Elkann sappiamo bene da quale famiglia provenga, quale sia il suo censo. Capisco che strida il suo articolo, nella forma. Ma se il vestito di lino firmato, l’esigenza di silenzio e la letteratura autoriale la invocano altri, non fa scandalo? Se qualche intellettuale della gauche caviar o qualche atticista d’assalto sfodera stilografiche pesanti come il marmo va tutto bene?

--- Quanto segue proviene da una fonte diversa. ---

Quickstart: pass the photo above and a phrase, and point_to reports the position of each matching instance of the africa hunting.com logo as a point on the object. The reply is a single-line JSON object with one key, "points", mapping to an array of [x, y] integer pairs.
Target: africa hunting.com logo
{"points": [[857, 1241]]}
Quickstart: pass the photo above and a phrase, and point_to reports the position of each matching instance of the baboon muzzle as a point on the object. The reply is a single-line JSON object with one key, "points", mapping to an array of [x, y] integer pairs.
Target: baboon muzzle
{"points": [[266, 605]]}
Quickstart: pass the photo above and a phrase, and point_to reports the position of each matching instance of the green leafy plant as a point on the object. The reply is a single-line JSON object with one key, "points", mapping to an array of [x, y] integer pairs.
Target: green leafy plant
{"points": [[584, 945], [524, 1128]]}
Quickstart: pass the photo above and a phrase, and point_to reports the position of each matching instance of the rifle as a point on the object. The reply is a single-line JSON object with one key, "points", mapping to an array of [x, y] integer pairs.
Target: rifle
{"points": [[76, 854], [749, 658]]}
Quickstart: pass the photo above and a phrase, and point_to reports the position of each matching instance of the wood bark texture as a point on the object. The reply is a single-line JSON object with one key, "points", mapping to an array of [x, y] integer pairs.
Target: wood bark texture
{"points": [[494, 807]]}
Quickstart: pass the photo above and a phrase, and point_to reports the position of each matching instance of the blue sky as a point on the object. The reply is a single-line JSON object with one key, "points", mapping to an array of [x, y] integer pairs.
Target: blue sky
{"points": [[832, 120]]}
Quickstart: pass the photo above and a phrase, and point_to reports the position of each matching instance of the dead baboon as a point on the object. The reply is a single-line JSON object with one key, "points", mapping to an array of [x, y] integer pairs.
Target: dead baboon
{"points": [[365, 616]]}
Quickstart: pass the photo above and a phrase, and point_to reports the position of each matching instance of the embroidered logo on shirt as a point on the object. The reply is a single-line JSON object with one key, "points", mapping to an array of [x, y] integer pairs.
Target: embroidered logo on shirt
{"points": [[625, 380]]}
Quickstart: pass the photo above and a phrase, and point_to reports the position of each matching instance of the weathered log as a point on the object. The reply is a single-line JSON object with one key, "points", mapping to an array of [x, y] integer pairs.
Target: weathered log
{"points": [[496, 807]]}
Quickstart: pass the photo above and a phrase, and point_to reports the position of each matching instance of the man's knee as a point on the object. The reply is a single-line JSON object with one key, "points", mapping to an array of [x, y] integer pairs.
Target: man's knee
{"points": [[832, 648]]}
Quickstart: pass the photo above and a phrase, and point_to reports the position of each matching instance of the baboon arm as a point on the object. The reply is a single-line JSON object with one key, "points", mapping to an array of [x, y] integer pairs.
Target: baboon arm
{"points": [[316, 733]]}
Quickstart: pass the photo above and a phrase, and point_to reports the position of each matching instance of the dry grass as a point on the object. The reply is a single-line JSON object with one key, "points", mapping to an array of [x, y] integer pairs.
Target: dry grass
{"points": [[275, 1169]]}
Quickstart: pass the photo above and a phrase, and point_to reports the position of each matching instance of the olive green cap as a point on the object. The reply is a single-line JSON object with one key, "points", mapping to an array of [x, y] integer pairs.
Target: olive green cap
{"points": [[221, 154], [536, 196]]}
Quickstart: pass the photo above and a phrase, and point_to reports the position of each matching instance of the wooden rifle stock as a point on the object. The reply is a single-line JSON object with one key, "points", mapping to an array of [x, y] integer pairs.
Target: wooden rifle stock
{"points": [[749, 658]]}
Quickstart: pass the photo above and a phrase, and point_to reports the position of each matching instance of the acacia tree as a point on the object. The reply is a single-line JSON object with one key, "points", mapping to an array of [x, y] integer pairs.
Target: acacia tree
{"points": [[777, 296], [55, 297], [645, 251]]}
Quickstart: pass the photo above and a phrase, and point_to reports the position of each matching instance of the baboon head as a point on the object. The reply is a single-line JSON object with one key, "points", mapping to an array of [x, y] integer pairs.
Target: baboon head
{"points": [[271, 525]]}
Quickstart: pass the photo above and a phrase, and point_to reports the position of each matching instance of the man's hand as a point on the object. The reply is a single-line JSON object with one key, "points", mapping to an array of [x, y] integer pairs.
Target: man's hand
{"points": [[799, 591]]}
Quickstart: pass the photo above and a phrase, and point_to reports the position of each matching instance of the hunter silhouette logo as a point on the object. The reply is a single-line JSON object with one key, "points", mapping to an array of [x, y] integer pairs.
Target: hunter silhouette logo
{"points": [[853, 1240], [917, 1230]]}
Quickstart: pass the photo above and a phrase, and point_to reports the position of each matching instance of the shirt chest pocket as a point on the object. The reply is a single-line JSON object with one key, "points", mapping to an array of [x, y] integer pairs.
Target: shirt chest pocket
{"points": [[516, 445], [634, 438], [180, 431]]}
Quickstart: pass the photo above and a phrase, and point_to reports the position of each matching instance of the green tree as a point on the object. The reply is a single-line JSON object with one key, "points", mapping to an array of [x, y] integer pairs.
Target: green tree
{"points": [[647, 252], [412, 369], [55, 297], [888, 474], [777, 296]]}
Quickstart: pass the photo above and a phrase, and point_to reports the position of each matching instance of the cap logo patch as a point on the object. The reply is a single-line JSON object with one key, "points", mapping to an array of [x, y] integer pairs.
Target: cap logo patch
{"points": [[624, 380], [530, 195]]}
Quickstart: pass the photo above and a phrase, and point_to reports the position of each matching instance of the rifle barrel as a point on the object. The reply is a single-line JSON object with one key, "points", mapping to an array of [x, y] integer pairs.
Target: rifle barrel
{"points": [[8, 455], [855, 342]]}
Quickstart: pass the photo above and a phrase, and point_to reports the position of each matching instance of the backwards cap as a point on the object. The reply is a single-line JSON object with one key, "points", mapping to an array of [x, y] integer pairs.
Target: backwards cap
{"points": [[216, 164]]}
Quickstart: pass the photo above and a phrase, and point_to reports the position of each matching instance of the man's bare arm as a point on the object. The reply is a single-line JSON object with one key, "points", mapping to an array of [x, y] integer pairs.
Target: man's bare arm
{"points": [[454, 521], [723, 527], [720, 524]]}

C’è chi ha pure tirato in ballo gli articoli di Elkann su La Stampa, dicendo che qualche giornalista si divertiva a lasciare i suoi svarioni. Ho lavorato per molti anni alla Cultura di quel giornale e molte volte “passato” i suoi pezzi, come si dice in gergo, posso rassicurarlo: io e i miei colleghi, per quel che ho visto, l’abbiamo sempre fatto con la massima professionalità (e senza masochismo).

Con questo, so che il giornalismo non è un mestiere per mammolette: di colpi bassi se ne vedono e se ne vedranno a bizzeffe. Quel che mi disturba è che molti sono gli stessi che sprizzano snobismo da tutti pori, tastiere, penne biro e stilografiche; professionisti dell’amicizia e slappers pronti a correre in soccorso del vincitore e della vincitrice di turno, eroiche macchine-da-favori solo per chi è utile, in grado di ricambiare. Gente, magari, che farebbe carte false per scrivere o avere una citazione o una recensione sugli stessi giornali ora del figlio di Alain. Potrebbero prendersela direttamente con lui, o no? O con quelle/i che ci scrivono e collaborano (me compreso), lautamente stipendiati, oppure con i leader o ex leader della cosiddetta sinistra (i nomi sono noti) che hanno svenduto idee e lotta di classe ma continuano a pontificare di politica e di cultura, a frequentare i soliti “morti di fama”.

So benissimo, ripeto, cosa sia il classismo e quali siano le dinamiche sociali in questione. Sono nato (e me ne vanto) IN (non A) Barriera di Milano, nella banlieue torinese, ho vissuto tutto sulla mia pelle e non ho mai nascosto le mie posizioni e le mie idee, chi mi conosce sa con quanto (s)vantaggio per la mia “carriera”, ammesso ne abbia mai avuta una. La gente realmente povera, chi vive in Barriera di Milano o in qualsiasi altra periferia, chi è “fuori dai giri” e non riesce a mettere insieme il pranzo con la cena ha diritto di indignarsi (e intanto di imparare l’educazione), non chi partecipa in mille altri modi al circo dell’ipocrisia, non chi porta le luci d’artista in periferia, per “favorire l’integrazione”.

Non voglio difendere Alain Elkann (non ne ha certo bisogno), ma quando La7 era Telemontecarlo e lui aveva una rubrica dedicata ai libri, ho visto la coda di autori alla Feltrinelli di piazza Argentina, tra Vip e intellettuali impazienti di farsi intervistare. Simpatizzare con il pueblo, certo, ma la rivoluzione non la fa su un “Italo”: Lenin aveva preso un altro treno, quello era blindato. Adesso è diventato classista anche essere favorevole al rispetto tra le persone?